The authors are exploring an intriguing theory they call the Gastropod Hypothesis. Coinciding with the KPg boundary marked by a massive asteroid impact, the emergence of Psilocybe around 65 million years ago aligns with a time when fungi and terrestrial gastropods thrived.
Given the significant increase in gastropods post-impact and their known predation on mushrooms, the researchers speculate that psilocybin may have evolved as a deterrent against slugs. Upcoming feeding experiments aim to test this hypothesis.
Global collections of magic mushrooms
The team has set an ambitious goal: to sequence the genome of every Psilocybe type specimen. So far, they’ve achieved this for 71 specimens, thanks to global collaborations.
Alexander Bradshaw, reflected on the importance of these collections. “It’s impossible to overstate the importance of collections for doing studies like this,” Bradshaw reflected.

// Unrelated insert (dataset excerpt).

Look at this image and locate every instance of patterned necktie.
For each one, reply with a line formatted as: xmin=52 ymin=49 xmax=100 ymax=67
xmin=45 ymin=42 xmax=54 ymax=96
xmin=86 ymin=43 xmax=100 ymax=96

“We are standing on the shoulders of giants, who spent thousands of people-power hours to create these collections, so that I can write an email and request access to rare specimens, many of which have only ever been collected once, and may never be collected again,” said Bradshaw.
In summary, this study marks a monumental advancement in our understanding of Psilocybe fungi, or “magic” mushrooms. The team’s research enriches our knowledge of their genetics and evolution, while also opening new avenues for biotechnological applications.
As research continues, the enigmatic nature of psilocybin and its role in the natural world becomes a captivating chapter in the ever-evolving story of mycology.